Just going to remove him manually.

Mentioned in SAL (#wikimedia-operations) [2021-05-31T06:33:31Z] <legoktm> manually unsubscribed ahalfaker [at] wikimedia.org from scoring-internal list, triggering mailman bounce loop T282348#7124014

May 31 06:26:05 lists1001 mailman3[31349]: mailman.interfaces.member.NotAMemberError: ahalfaker@wikimedia.org is not a member of scoring-internal@lists.wikimedia.org

With Joe's help, tracked this down to the query selecting members of all roles, including non-member, and then when it operates on those rows, only wanting members.
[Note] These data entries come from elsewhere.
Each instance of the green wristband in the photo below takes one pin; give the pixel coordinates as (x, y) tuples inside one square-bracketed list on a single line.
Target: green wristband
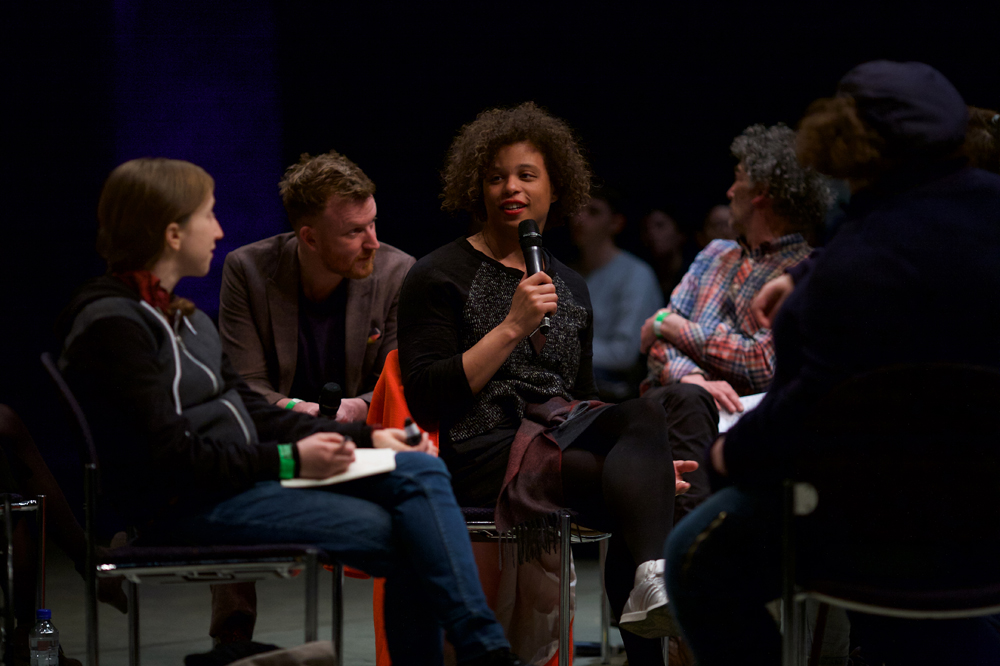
[(287, 459), (658, 322)]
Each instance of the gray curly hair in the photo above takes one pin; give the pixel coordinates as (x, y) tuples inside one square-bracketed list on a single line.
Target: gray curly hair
[(768, 156)]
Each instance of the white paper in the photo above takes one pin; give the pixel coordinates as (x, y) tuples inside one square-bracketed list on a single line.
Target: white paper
[(727, 420), (367, 462)]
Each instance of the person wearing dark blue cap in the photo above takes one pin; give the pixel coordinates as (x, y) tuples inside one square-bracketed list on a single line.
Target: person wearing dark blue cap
[(917, 254)]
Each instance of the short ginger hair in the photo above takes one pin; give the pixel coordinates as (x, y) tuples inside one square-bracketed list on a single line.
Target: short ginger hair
[(307, 186), (472, 153)]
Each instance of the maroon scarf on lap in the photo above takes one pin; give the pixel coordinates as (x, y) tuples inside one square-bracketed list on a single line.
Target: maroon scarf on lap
[(532, 493)]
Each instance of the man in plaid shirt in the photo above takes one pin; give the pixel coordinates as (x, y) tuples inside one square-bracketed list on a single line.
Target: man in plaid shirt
[(706, 348)]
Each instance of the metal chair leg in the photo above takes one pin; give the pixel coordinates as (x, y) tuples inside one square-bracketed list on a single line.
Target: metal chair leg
[(338, 614), (40, 517), (132, 590), (8, 610), (605, 606), (90, 508), (564, 569), (789, 622), (312, 596)]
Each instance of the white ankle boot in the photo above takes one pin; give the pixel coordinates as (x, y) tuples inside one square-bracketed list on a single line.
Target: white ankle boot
[(647, 612)]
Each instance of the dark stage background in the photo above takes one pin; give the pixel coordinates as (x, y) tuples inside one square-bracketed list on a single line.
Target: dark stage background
[(242, 88)]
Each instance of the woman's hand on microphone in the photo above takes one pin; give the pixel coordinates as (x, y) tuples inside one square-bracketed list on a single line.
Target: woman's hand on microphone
[(324, 454), (535, 297), (395, 439)]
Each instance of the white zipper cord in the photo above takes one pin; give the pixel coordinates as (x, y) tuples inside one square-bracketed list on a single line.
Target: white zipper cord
[(177, 354), (239, 419)]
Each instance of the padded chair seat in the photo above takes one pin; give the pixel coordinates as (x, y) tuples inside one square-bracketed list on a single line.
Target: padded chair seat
[(152, 555), (929, 601)]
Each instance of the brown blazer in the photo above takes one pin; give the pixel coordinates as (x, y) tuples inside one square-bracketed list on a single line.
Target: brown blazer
[(259, 316)]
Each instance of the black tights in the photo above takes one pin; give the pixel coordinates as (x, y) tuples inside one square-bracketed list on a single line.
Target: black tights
[(619, 475)]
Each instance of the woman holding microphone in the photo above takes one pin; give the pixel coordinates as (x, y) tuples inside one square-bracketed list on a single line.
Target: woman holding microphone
[(516, 406), (191, 454)]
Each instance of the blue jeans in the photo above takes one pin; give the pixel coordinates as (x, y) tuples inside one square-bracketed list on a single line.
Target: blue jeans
[(404, 525), (724, 565)]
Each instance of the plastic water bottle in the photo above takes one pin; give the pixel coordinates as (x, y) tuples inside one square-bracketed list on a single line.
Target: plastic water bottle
[(44, 640)]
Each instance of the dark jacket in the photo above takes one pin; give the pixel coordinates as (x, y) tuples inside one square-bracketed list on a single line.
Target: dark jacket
[(912, 277), (175, 426)]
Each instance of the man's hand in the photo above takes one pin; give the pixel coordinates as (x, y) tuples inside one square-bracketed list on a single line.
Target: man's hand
[(352, 409), (717, 457), (324, 454), (767, 302), (310, 408), (683, 467), (395, 439), (725, 395)]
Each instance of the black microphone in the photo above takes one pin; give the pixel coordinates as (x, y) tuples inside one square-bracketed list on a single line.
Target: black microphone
[(329, 399), (534, 260)]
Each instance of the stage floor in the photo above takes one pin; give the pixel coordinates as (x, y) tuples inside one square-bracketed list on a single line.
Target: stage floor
[(174, 620)]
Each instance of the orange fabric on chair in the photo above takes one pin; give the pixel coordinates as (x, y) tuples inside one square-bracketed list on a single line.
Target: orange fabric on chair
[(388, 408)]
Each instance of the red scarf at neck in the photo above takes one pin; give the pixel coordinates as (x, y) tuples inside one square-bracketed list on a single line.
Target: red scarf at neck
[(148, 286)]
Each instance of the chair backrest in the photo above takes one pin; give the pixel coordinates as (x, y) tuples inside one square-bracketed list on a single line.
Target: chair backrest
[(85, 440), (906, 461), (388, 406)]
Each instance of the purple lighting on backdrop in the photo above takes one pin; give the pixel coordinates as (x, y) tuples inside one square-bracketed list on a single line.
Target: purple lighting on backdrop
[(198, 81)]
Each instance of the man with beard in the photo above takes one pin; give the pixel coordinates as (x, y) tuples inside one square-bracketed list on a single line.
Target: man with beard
[(318, 304), (308, 307), (707, 338)]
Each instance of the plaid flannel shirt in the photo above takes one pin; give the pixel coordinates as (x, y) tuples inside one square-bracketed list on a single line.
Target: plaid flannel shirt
[(721, 338)]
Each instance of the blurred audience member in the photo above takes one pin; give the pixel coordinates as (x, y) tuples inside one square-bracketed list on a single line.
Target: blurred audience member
[(982, 141), (922, 235), (665, 241), (623, 291), (982, 147), (718, 225), (705, 349)]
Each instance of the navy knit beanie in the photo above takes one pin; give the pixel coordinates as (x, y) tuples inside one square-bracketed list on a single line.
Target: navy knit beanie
[(911, 105)]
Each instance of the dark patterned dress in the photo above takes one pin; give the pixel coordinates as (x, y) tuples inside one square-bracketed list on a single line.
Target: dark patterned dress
[(450, 300)]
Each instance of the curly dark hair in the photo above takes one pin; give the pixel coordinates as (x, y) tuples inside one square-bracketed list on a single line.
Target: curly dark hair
[(476, 146), (834, 140), (982, 140)]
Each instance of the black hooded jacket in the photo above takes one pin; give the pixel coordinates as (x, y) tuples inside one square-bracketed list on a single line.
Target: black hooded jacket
[(176, 427)]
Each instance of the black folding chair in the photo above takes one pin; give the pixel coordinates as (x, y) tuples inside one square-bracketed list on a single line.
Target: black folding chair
[(904, 531), (482, 528), (14, 504), (202, 564)]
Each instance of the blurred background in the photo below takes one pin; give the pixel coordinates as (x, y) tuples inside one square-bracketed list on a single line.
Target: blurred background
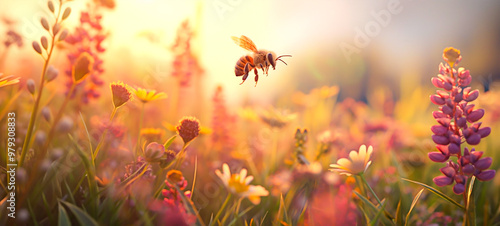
[(357, 45)]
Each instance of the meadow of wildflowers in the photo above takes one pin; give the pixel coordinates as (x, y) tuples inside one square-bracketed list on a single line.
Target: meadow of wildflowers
[(94, 148)]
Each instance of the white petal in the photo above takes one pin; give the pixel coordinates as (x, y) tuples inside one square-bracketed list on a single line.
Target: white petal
[(243, 175), (248, 180)]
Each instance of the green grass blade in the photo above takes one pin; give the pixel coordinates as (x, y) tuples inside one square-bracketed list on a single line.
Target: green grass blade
[(189, 206), (471, 205), (399, 217), (415, 200), (377, 216), (437, 192), (81, 216), (373, 208), (63, 218)]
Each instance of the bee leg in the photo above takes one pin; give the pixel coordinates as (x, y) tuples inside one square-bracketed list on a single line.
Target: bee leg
[(247, 69), (256, 76)]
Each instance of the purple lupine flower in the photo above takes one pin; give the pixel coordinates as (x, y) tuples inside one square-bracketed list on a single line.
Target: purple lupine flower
[(457, 124)]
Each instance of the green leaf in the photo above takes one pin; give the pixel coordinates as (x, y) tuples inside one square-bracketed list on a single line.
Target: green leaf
[(399, 220), (189, 206), (415, 200), (169, 142), (377, 216), (373, 208), (470, 208), (63, 216), (81, 216), (437, 192)]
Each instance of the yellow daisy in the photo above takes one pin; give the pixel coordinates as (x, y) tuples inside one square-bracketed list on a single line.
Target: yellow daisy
[(8, 80), (146, 96)]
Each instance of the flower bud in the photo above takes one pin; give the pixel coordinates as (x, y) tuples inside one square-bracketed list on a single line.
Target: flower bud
[(437, 157), (37, 47), (471, 96), (473, 139), (484, 132), (447, 110), (55, 29), (439, 129), (154, 152), (63, 35), (459, 188), (66, 13), (45, 42), (30, 84), (468, 169), (486, 175), (45, 23), (51, 73), (483, 163), (65, 125), (440, 140), (454, 148), (47, 115), (438, 83), (50, 4), (442, 181), (40, 138), (188, 128), (475, 115)]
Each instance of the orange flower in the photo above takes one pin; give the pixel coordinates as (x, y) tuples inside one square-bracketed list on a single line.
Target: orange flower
[(451, 56), (188, 128), (8, 80), (121, 93)]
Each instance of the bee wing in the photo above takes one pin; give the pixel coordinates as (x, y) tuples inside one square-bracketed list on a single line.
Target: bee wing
[(245, 43)]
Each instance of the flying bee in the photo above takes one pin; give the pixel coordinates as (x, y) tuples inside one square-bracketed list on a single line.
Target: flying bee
[(259, 59)]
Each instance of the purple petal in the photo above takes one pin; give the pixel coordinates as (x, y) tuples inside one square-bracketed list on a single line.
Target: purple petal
[(442, 139), (484, 132), (454, 148), (438, 114), (447, 110), (483, 163), (468, 169), (448, 171), (442, 181), (486, 175), (439, 129), (461, 122), (474, 139), (472, 96), (475, 115), (437, 100), (438, 83), (437, 157), (443, 149), (458, 189)]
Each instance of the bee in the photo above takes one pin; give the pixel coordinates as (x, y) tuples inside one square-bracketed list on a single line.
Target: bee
[(259, 59)]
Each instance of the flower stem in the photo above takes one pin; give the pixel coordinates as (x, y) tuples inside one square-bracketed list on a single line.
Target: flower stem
[(222, 208), (103, 136), (34, 112), (370, 188)]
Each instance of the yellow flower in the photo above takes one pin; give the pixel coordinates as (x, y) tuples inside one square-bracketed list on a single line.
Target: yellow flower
[(239, 184), (146, 96), (8, 80), (121, 93), (451, 56), (357, 163)]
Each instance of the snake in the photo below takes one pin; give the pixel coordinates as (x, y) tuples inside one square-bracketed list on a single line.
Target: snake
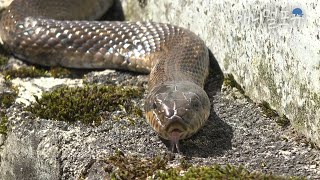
[(67, 33)]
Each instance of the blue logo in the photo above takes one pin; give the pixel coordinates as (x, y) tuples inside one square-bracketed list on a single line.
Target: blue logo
[(297, 12)]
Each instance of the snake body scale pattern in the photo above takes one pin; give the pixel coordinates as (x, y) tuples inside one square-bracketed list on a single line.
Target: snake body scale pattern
[(63, 33)]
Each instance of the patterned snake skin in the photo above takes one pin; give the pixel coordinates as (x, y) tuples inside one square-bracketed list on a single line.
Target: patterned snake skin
[(55, 33)]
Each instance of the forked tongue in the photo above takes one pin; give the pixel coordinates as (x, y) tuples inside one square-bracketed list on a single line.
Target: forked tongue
[(174, 138)]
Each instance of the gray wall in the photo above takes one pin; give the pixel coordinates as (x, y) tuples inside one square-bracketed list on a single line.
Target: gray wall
[(273, 54)]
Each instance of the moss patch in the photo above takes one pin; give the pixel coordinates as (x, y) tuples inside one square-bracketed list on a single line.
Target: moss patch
[(134, 167), (230, 81), (3, 123), (23, 72), (86, 104)]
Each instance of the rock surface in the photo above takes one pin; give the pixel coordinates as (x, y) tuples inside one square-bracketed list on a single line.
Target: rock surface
[(272, 51)]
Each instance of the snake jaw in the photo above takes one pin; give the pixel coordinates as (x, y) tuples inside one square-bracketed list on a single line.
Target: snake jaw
[(174, 140)]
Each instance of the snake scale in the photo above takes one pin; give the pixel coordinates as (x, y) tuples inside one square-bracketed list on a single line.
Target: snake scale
[(64, 33)]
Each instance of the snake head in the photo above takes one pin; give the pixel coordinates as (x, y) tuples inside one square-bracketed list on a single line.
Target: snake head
[(177, 110)]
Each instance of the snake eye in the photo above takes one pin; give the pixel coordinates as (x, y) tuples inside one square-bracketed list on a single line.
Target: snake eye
[(154, 106), (196, 104)]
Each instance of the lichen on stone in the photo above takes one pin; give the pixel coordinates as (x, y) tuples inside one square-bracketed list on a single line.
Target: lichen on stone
[(86, 104)]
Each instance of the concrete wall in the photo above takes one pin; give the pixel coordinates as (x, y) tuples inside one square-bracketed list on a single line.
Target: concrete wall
[(272, 53)]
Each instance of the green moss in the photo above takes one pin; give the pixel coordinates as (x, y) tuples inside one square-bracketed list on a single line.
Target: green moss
[(267, 110), (3, 123), (135, 167), (86, 104), (4, 57), (230, 81), (7, 98)]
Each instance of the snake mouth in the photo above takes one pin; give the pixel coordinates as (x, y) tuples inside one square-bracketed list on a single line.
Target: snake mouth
[(175, 124)]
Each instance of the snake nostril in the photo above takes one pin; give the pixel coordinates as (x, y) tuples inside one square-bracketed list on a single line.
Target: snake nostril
[(169, 113)]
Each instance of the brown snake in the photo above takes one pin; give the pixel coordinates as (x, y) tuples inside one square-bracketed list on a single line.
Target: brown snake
[(55, 33)]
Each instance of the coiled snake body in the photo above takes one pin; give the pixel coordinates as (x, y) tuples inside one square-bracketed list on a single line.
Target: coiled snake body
[(52, 33)]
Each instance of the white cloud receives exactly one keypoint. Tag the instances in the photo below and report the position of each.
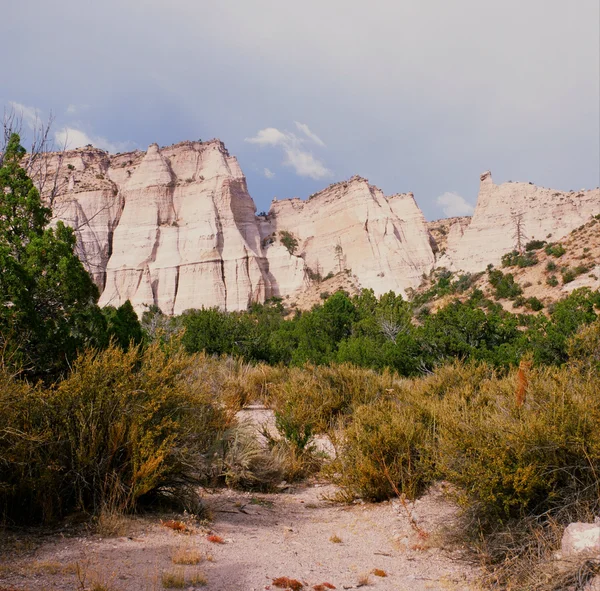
(71, 137)
(309, 134)
(30, 115)
(296, 154)
(270, 136)
(453, 204)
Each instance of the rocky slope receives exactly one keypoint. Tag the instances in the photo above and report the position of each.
(175, 227)
(349, 226)
(513, 212)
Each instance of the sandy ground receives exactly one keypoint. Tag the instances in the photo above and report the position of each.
(298, 533)
(266, 536)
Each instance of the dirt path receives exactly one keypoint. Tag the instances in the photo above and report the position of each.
(297, 534)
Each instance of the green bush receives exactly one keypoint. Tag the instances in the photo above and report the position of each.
(555, 250)
(535, 244)
(515, 259)
(534, 304)
(385, 451)
(511, 462)
(288, 240)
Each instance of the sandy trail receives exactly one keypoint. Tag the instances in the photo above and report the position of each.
(298, 533)
(266, 536)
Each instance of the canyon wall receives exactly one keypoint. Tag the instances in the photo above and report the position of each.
(511, 212)
(383, 241)
(176, 228)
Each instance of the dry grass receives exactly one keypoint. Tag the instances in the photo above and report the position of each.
(177, 526)
(364, 580)
(198, 579)
(51, 567)
(173, 579)
(111, 524)
(186, 555)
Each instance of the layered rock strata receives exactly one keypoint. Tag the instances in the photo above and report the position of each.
(511, 214)
(350, 226)
(176, 228)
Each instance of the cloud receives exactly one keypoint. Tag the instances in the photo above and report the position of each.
(296, 155)
(313, 136)
(71, 137)
(453, 204)
(31, 116)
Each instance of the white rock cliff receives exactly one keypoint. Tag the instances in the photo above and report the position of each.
(506, 210)
(176, 228)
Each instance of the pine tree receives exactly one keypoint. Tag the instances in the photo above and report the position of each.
(47, 299)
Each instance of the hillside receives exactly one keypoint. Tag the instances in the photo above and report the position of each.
(548, 272)
(175, 227)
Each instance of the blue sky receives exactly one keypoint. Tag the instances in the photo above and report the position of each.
(415, 96)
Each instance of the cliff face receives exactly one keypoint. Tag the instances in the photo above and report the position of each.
(173, 227)
(511, 212)
(382, 241)
(176, 227)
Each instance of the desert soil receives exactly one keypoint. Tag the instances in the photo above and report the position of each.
(298, 533)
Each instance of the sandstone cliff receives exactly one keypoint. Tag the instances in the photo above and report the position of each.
(175, 227)
(511, 212)
(382, 241)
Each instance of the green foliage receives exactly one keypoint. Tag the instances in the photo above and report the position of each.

Hot-patched:

diff --git a/src/mailman/model/member.py b/src/mailman/model/member.py
index 44684068e..c363610bc 100644
--- a/src/mailman/model/member.py
+++ b/src/mailman/model/member.py
@@ -245,6 +245,7 @@ class MembershipManager:
             MailingList.bounce_you_are_disabled_warnings_interval).join(
             MailingList, Member.list_id == MailingList._list_id).join(
             Member.preferences).filter(and_(
+                Member.role == MemberRole.member,
                 MailingList.process_bounces == True,       # noqa: E712
                 Member.total_warnings_sent < MailingList.bounce_you_are_disabled_warnings,  # noqa: E501
                 Preferences.delivery_status == DeliveryStatus.by_bounces))
@@ -277,6 +278,7 @@ class MembershipManager:
             MailingList.bounce_you_are_disabled_warnings).join(
             MailingList, Member.list_id == MailingList._list_id).join(
             Member.preferences).filter(and_(
+                Member.role == MemberRole.member,
                 MailingList.process_bounces == True,    # noqa: E712
                 Member.total_warnings_sent >= MailingList.bounce_you_are_disabled_warnings,     # noqa: E501
                 Preferences.delivery_status == DeliveryStatus.by_bounces))

Will upstream that tomorrow.

Filed upstream at https://gitlab.com/mailman/mailman/-/issues/910, waiting for my other MR to be merged before submitting this new one.

Legoktm claimed this task.

All of the issues we've run into so far have been patched upstream and deployed to lists.wm.o, so I'm going to close this. In general the bounce runner has been pretty stable over the past two weeks.